Ini memang bukan hal yang mudah. Apalagi peran seorang ibu sangat jauh dari sanjungan, meski tak bisa dipungkiri bahwa di balik orang-orang besar selalu ada seorang ibu yang mengarahkan mereka. Apalagi tugas keibuan terlihat remeh, mudah, sepele bahkan terasa membosankan. Apalagi mendidik anak bukanlah pekerjaan instan, yang bisa tampak dalam sekejap. Bahkan tidak tertutup kemungkinan hasilnya baru akan dirasakan justru ketika sang Ibu telah tiada. Itulah sebabnya selain harus membekali dirinya dengan kemampuan intelektual, seorang ibu juga harus membekali dirinya dengan kemampuan moral, emosional dan spiritual yang prima. Dan untuk mencapai kondisi seperti ini, perlu dukungan bagi semua pihak dalam ’memintarkan’ kaum perempuan, yang merupakan calon-calon Ibu bagi generasi penerus.
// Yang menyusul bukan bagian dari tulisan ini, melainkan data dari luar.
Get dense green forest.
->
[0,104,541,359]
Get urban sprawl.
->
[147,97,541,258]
Kiranya inilah saat yang tepat untuk kembali menggugah keinginan para Ibu, terutama para Ibu yang telah berhasil menempuh pendidikan tinggi, untuk bersedia secara langsung memberikan pembelajaran bagi anak-anaknya. Karena perlu diingat bahwa menjadi ibu, tidak sebatas melahirkan saja, yang lebih penting dari itu adalah bagaimana ’melahirkan’ generasi penerus yang berguna bagi sekitarnya. Ibu bukan sekedar status, lebih dari itu menuntut adanya tanggung jawab. Tanggung jawab untuk mendidik anak secara langsung dengan kasih sayang dan perhatian. Hal ini perlu menjadi perhatian, di tengah realitas sekarang yang cenderung mempercayakan pendidikan, pembelajaran dan pengasuhan anak kepada para pembantu. Perlu dicermati bahwa tingkat pendidikan para pengganti keberadaan ibu di rumah (pembantu ataupun pengasuh bayi) umumnya lebih rendah dari si Ibu. Hal ini tentu berpengaruh pada kualitas anak-anaknya, yang pada gilirannya akan sangat berdampak buruk bagi peningkatan kualitas bangsa ini. Padahal dalam kondisi masyarakat yang makin mengglobal ini, faktor kualitas sangatlah dominan, yang berarti peranan ibu sebagai pengasuh anak-anaknya semakin dibutuhkan.
Siapapun tidak dapat mengingkari bahwa anak adalah aset generasi mendatang yang sangat berharga, karena di tangan merekalah tergenggam masa depan bangsa. Siapa yang akan menggantikan generasi kita sekarang, kalau bukan anak-anak kita kelak? Oleh karena itu, merupakan suatu keharusan bagi kita memperhatikan dan mempersiapkan strategi pendidikan yang baik untuk anak-anak, termasuk proses tumbuh kembang anak dalam rangka mengarahkan dan membimbing mereka menuju tujuan yang diharapkan, yaitu mewujudkan generasi masa depan yang berkualitas.